In principle, all input from outside must be checked if passed to the parameters of SXPG framework function modules and to parameters of the method or function module used to execute operating system statements on the presentation server. This prevents unwanted effects from operating system statements.

Other versions: 7.31 | 7.40 | 7.54


Example

In the following program section, the operating system statement ping of the host computer of the current AS Instance is executed for a database server using the unwanted system function SYSTEM. If this function has been deactivated (using the profile parameter rdisp/call_system), a runtime error occurs. The number of "pings" and the database server can be set externally. The program can be manipulated by two attacks:

  • The number of "pings" is unlimited, which means that "Denial of Service" attack can take place.
  • The input field DBSERVER for the database server, whose default is the current database server, is at risk from system command injections. If, for example, the string ; ls -l /etc is appended to the name of the database server in a Unix operating system, the operating system statement ls is executed after the "pings" and the content of the directory /etc is produced.

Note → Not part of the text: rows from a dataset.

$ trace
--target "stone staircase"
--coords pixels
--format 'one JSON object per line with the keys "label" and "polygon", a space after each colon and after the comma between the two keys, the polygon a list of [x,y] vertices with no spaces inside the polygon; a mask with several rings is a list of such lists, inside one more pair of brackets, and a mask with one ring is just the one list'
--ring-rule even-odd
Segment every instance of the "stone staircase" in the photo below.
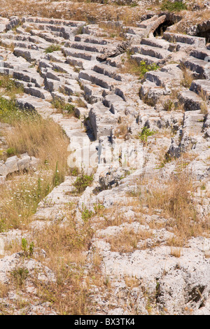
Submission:
{"label": "stone staircase", "polygon": [[[81,144],[80,136],[85,140],[89,137],[79,128],[80,123],[72,129],[71,134],[68,125],[74,127],[72,118],[55,114],[51,104],[55,99],[70,102],[75,106],[78,116],[85,119],[91,139],[101,139],[106,144],[113,138],[113,129],[121,117],[129,115],[136,120],[139,106],[146,107],[142,102],[146,97],[153,99],[155,105],[160,97],[167,99],[174,88],[180,88],[181,63],[198,79],[192,81],[190,90],[181,89],[179,101],[186,111],[200,110],[204,102],[201,93],[209,97],[209,76],[204,60],[209,50],[203,38],[167,31],[162,37],[155,38],[153,31],[164,18],[164,15],[154,16],[137,27],[121,26],[130,43],[131,58],[139,64],[143,61],[159,66],[148,71],[140,83],[133,76],[120,72],[119,53],[125,52],[122,50],[123,41],[104,36],[99,25],[24,18],[15,30],[0,35],[1,45],[8,52],[4,71],[27,94],[18,96],[17,102],[22,107],[37,107],[42,115],[52,115],[67,132],[70,140],[76,136]],[[108,24],[116,26],[116,23]],[[48,51],[52,44],[57,45],[57,50]],[[142,100],[139,97],[139,88]],[[78,105],[79,101],[84,107]]]}

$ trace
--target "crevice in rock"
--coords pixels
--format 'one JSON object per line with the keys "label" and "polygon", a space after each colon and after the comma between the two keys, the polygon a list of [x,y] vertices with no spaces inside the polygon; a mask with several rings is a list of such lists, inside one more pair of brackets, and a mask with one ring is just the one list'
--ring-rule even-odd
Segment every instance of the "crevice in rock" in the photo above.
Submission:
{"label": "crevice in rock", "polygon": [[163,23],[160,24],[158,27],[154,31],[154,36],[162,36],[164,32],[167,29],[168,27],[174,25],[175,22],[171,20],[166,20]]}

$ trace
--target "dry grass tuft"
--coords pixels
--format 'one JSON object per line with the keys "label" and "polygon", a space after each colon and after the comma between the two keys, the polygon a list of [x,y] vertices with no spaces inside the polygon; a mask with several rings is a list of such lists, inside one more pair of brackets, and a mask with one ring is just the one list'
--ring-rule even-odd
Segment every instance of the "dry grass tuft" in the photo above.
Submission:
{"label": "dry grass tuft", "polygon": [[27,152],[39,158],[45,168],[54,171],[57,162],[59,176],[64,176],[67,169],[69,140],[52,120],[36,115],[16,122],[6,139],[15,154]]}
{"label": "dry grass tuft", "polygon": [[145,240],[152,237],[150,231],[124,228],[117,236],[106,238],[110,243],[112,251],[128,253],[137,248],[140,240]]}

TYPES char255 TYPE c LENGTH 255. 

DATA dbserver TYPE char255. 
CALL 'C_SAPGPARAM' ID 'NAME'  FIELD 'SAPDBHOST' 
                   ID 'VALUE' FIELD  dbserver. 

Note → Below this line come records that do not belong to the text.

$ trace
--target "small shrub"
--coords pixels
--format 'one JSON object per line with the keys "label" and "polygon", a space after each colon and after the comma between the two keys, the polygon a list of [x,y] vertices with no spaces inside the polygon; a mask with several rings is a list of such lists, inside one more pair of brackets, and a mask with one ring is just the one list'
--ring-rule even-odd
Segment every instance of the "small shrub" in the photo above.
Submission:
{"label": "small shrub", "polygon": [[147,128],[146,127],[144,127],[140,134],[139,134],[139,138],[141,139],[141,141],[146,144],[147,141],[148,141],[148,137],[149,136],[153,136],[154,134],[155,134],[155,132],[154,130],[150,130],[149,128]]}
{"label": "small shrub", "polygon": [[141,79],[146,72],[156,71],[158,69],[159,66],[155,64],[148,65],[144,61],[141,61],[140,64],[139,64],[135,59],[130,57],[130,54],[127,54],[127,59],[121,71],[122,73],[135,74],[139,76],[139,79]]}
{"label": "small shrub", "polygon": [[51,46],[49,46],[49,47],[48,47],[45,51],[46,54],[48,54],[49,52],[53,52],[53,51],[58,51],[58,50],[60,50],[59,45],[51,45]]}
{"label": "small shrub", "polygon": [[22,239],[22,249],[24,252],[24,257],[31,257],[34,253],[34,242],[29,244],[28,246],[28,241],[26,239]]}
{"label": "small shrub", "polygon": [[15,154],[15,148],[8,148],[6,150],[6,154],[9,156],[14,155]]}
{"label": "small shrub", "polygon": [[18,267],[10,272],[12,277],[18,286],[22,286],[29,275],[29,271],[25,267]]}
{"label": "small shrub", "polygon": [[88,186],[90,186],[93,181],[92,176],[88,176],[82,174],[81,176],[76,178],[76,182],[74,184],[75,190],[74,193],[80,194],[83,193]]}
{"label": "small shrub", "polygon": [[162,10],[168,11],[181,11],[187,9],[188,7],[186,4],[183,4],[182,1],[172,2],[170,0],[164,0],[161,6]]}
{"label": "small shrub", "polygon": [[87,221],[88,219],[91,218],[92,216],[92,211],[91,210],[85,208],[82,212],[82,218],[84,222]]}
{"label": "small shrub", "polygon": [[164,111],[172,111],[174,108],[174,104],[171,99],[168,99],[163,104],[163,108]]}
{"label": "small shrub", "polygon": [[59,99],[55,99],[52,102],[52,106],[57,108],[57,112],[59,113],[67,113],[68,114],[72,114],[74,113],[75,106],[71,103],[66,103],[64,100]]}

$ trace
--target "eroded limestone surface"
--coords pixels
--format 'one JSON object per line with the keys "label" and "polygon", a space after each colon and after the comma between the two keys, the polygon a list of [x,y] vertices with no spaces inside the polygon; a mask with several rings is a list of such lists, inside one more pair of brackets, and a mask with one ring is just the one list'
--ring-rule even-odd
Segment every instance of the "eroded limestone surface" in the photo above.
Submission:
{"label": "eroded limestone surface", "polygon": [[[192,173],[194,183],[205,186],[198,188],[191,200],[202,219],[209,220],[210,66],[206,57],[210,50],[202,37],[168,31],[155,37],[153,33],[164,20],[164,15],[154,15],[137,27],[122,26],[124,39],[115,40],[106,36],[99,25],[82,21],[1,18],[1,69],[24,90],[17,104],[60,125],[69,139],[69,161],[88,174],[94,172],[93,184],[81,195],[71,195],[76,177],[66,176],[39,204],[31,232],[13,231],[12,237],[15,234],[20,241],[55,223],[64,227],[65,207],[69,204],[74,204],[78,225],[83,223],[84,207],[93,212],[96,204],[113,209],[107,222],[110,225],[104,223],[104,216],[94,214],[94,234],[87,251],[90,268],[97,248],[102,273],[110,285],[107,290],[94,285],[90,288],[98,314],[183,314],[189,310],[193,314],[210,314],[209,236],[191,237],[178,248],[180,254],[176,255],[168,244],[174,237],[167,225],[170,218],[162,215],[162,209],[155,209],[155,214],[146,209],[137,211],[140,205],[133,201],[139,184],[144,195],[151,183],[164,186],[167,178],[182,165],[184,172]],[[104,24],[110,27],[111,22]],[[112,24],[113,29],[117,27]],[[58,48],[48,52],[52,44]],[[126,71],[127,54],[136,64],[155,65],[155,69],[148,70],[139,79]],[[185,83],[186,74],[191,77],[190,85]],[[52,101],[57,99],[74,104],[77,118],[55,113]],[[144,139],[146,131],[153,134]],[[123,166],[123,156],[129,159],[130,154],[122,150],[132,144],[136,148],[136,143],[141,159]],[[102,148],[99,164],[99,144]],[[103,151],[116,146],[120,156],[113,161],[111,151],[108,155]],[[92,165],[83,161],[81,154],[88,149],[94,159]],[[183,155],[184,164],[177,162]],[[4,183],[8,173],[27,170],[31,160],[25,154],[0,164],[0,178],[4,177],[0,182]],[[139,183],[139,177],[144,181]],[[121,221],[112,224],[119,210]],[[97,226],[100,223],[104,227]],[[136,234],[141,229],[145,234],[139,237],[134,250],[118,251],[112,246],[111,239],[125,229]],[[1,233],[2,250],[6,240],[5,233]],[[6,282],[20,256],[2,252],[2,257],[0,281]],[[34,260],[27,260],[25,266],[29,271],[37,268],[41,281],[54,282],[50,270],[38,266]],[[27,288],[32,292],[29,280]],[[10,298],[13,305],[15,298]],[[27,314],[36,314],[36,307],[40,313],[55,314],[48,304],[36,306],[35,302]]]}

DATA pings TYPE i VALUE 1. 
cl_demo_input=>add_field( CHANGING field = pings ). 
cl_demo_input=>add_field( CHANGING field = dbserver ). 
cl_demo_input=>request( ). 

IF dbserver IS INITIAL. 
  cl_demo_output=>display( 'DBSERVER must not be initial ...' ). 
  RETURN. 
ENDIF. 

DATA command TYPE char255. 
command = |ping -c{ COND i( WHEN pings <= 1  THEN 1 
                            ELSE pings ) 
                } { dbserver }|. 

DATA result  TYPE TABLE OF char255 WITH EMPTY KEY. 
CALL 'SYSTEM' ID 'COMMAND' FIELD command 
              ID 'TAB'     FIELD result. 

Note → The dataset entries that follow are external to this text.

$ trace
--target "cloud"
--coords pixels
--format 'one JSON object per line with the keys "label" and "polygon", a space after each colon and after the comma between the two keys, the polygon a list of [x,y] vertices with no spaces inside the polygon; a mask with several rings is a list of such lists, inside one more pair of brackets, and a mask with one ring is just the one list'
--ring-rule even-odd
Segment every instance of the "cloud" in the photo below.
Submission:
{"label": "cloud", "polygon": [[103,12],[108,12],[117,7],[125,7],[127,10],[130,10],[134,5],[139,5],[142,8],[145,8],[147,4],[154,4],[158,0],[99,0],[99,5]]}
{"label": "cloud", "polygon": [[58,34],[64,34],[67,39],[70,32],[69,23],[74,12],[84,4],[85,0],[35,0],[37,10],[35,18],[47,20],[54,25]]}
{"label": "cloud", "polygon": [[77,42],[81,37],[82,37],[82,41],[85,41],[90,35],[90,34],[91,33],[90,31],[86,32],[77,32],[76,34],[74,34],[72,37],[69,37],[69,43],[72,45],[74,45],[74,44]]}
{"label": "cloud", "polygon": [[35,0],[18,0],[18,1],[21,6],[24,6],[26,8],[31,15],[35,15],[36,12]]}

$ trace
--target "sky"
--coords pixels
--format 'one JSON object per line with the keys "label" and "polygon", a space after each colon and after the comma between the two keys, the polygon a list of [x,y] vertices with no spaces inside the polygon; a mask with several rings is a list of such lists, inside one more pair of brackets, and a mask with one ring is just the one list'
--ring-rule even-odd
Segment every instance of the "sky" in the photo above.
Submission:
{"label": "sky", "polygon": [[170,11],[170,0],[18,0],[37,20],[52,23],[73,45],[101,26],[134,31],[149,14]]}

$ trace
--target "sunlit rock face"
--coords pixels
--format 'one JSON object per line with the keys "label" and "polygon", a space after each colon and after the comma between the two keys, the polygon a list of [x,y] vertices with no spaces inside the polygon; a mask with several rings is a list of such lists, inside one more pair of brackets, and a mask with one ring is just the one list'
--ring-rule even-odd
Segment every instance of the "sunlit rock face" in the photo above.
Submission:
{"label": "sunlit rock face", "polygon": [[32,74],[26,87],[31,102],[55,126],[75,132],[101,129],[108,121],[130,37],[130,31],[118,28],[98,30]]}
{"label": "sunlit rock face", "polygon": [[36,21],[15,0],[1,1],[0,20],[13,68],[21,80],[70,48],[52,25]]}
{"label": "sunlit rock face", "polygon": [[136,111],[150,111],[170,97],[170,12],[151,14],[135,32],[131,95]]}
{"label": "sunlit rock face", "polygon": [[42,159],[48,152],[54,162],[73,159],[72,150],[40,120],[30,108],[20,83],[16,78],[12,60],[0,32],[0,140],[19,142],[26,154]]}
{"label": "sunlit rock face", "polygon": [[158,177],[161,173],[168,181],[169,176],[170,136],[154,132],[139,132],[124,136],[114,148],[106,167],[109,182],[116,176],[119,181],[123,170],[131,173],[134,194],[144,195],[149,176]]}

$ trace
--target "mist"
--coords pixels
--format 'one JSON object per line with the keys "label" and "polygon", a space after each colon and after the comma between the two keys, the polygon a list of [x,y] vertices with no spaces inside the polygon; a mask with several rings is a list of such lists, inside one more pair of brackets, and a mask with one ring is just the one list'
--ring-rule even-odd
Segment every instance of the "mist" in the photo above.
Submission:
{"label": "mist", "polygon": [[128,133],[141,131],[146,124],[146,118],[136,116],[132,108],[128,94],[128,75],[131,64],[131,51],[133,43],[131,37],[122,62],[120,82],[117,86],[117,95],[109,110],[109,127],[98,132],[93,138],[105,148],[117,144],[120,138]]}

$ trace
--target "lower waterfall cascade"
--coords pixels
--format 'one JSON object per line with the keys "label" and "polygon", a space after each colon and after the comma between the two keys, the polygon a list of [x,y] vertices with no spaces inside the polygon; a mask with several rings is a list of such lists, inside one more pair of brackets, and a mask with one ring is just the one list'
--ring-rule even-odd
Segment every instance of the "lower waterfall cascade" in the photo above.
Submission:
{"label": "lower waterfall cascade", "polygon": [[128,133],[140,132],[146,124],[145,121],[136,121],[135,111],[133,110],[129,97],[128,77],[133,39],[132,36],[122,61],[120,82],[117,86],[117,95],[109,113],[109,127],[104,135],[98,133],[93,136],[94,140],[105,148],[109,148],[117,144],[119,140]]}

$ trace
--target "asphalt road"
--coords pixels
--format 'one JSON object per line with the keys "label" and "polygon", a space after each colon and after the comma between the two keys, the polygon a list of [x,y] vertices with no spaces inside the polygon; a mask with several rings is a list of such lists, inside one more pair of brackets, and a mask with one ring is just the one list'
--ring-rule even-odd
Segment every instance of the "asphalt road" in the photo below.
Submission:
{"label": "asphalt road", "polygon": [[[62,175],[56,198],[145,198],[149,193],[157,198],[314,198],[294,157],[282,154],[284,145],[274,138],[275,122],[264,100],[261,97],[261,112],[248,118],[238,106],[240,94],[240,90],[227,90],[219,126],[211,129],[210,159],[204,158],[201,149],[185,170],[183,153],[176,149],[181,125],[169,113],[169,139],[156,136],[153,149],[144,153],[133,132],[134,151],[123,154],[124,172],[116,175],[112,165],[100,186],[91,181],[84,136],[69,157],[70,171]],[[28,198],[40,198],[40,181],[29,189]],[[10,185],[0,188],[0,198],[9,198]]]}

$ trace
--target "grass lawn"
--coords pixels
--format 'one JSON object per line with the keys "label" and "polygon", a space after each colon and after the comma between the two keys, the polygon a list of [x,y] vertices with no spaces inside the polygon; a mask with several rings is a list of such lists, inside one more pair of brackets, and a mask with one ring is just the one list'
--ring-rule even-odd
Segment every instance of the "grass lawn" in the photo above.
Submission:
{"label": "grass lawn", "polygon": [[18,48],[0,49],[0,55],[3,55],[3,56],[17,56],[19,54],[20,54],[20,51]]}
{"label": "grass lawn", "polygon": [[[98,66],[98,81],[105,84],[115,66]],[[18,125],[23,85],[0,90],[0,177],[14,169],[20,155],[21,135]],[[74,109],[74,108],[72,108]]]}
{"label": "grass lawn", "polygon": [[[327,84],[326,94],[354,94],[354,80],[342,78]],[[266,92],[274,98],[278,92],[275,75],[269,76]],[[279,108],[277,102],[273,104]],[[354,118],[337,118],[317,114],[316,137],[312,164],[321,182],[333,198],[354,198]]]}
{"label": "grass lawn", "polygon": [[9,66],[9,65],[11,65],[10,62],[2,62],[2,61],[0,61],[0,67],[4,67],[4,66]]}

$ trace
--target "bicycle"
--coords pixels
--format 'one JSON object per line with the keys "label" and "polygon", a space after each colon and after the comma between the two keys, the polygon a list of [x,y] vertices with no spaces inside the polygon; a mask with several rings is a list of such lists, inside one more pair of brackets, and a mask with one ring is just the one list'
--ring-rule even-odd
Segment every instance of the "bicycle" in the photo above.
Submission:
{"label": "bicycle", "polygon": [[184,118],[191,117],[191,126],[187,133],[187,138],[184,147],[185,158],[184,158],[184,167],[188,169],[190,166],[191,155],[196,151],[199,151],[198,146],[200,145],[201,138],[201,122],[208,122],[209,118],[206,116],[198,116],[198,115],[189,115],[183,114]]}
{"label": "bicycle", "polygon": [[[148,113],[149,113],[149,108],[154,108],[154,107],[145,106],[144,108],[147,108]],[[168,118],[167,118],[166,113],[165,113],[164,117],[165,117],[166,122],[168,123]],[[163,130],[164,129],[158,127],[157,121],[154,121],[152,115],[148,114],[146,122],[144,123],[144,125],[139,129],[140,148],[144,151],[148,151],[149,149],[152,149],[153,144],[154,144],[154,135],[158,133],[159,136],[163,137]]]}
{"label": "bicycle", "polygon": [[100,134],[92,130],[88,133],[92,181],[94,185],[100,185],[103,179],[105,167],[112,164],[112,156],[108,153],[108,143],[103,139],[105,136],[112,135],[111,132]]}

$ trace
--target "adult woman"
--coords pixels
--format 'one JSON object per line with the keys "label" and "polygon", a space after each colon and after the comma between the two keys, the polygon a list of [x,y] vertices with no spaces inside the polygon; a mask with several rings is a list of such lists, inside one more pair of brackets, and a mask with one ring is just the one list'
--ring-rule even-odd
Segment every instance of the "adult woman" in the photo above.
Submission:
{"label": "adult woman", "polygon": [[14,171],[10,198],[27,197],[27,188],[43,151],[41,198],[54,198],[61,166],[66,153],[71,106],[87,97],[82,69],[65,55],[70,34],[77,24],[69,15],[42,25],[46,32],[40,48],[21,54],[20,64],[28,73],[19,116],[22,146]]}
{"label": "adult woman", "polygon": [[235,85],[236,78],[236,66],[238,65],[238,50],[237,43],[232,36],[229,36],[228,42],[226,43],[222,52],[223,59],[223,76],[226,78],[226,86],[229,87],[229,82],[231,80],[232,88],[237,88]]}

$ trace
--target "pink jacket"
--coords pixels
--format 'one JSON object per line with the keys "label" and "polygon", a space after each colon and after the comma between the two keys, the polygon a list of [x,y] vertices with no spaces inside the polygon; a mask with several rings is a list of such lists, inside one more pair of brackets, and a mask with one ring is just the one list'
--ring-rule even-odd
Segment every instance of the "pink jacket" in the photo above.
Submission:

cl_demo_output=>display( result ).

Example

In the following program section, the unwanted use of the system function SYSTEM is replaced by calling the function module SXPG_CALL_SYSTEM for the logical command name PING predefined by SAP. The function module call only shows some of the possible exceptions.

  • "Denial of Service" attacks are prevented by limiting the number of "pings" to a maximum of 10.
  • The system command injections shown above are not possible, since the SXPG framework input is detected as invalid parameter passing to ping.
DATA dbserver TYPE c LENGTH 255. 
CALL 'C_SAPGPARAM' ID 'NAME'  FIELD 'SAPDBHOST' 
                  ID 'VALUE' FIELD  dbserver. 

DATA pings TYPE i VALUE 1. 
cl_demo_input=>add_field( CHANGING field = pings ). 
cl_demo_input=>add_field( CHANGING field = dbserver ). 
cl_demo_input=>request( ). 

DATA parameters TYPE sxpgcolist-parameters. 
parameters = |-c{ COND i( WHEN pings <= 1  THEN 1 
                          WHEN pings >= 10 THEN 10 
                          ELSE pings ) 
              } { dbserver }|. 

DATA result TYPE TABLE OF btcxpm WITH EMPTY KEY. 
CALL FUNCTION 'SXPG_CALL_SYSTEM' 
  EXPORTING 
    commandname           = 'PING' 
    additional_parameters = parameters 
  TABLES 
    exec_protocol         = result 
  EXCEPTIONS 
    no_permission         = 1 
    command_not_found     = 2 
    security_risk         = 3 
    OTHERS                = 4. 

IF sy-subrc = 0. 
  cl_demo_output=>display( result ). 
ELSE. 
  cl_demo_output=>display( |Error, return code { sy-subrc }| ). 
ENDIF.

The example above can itself be improved by using a self-defined logical command name instead of the predefined logical command name PING. For each operating system used, this command name gives the ping statement a specific path, such as /bin/ping for Linux or c:\Windows\System32\ping.exe for MS Windows. This calls the specified statement precisely and any attacker is unable to smuggle a statement with the same name (but with the wrong function) into a directory in front of the required target directory in the environment variable for the path.